O Paraguai é ainda uma
democracia em funcionamento, o que é mais do que se pode dizer de outros países
da região, tais como a Venezuela e a Nicarágua.
Jaime Daremblum
O que aconteceu no mês passado
no Paraguai não foi um golpe, nem foi uma violação à Constituição nacional do
país. Ao contrário, a deposição do presidente Fernando Lugo resultou exatamente
do cumprimento da Carta Magna paraguaia. Lugo, um ex-bispo católico socialista,
foi sumariamente impedido de continuar em seu cargo por impeachment votado por
ampla maioria no Congresso (Câmara e Senado) e plenamente ratificado pelo Poder
Judiciário do pequeno país sul-americano.
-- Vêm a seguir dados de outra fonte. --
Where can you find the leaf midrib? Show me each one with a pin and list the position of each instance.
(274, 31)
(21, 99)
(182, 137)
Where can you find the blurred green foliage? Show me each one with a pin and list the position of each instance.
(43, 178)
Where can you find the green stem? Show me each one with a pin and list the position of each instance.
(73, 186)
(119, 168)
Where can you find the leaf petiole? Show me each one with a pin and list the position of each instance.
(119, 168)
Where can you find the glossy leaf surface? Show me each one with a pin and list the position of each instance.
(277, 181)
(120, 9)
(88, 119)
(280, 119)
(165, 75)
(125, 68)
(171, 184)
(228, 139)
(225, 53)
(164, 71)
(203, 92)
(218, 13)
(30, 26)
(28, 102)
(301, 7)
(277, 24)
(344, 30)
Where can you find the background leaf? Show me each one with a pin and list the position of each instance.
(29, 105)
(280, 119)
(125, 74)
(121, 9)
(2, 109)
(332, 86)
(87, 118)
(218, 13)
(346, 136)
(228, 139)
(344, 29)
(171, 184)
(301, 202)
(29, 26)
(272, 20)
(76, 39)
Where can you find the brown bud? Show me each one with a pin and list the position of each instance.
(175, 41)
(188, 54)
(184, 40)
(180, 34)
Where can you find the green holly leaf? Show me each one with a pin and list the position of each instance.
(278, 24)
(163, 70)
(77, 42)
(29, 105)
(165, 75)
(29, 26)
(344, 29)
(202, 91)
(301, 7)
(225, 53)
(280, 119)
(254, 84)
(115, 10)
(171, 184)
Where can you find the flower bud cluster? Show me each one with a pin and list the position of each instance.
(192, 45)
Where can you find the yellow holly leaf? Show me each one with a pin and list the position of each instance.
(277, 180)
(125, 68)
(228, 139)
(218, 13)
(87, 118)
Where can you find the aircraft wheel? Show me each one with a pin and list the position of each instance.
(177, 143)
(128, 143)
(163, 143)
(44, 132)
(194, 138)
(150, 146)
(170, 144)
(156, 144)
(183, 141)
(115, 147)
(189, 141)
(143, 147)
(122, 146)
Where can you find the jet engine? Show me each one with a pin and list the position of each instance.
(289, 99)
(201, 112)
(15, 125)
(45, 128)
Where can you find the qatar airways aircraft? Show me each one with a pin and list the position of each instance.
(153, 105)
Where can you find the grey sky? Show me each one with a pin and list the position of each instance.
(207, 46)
Mas, apesar da normalidade
democrática do processo, a defenestração do socialista causou una barragem de
fogo diplomático de seus países vizinhos contra o novo governo assumido
conforme o rito e o protocolo pelo vice-presidente Frederico Franco.
![]() |
PRESSÃO SOCIALISTA EXTERNA – Membros da UNASUL ameaçando
o Senado paraguaio com medidas de retaliação,
que os bravos legisladores
guaranis ignoraram solenemente.
|
Eis aqui um breve sumário dos
fatos que culminaram no impeachment de Lugo:
Em 15 de junho, por razões que
ainda não foram totalmente esclarecidas, 17 paraguaios — seis policiais e onze
“sem-terra” — morreram num tiroteio que se seguiu a uma ação de reintegração de
posse de uma fazenda invadida na localidade de Curuguaty, próxima à fronteira
com o Brasil. Os “camponeses” tinham
se entrincheirado com suas armas de fogo numa propriedade invadida pertencente
a um ex-senador paraguaio e membro proeminente do conservador Partido Colorado,
que governou o país (primeiro sob a ditadura de Stroessner e depois, após 1992,
sob o regime democrático) de 1947 a 2008. O derramamento de sangue ocorreu
quando a polícia paraguaia foi ao local para cumprir o mandato judicial de
evicção de direito dos proprietários. A seguir, o ministro do interior e o
chefe nacional de polícia do Paraguai se demitiram.
Mas os opositores do
Presidente Lugo no congresso nacional não ficaram satisfeitos. Eles sustentaram
que o incidente de Curuguaty era uma evidência da ampla incompetência do
presidente da república, que era acusado de encorajar as invasões violentas de
terras em torno da cidade paraguaia de Ñacunday. Culparam-no pelo clima de
deterioração da segurança nacional no Paraguai. Tais acusações, entre outras,
se constituíram na base para um procedimento de impeachment, que começou menos
de uma semana após o tiroteio de Curuguaty.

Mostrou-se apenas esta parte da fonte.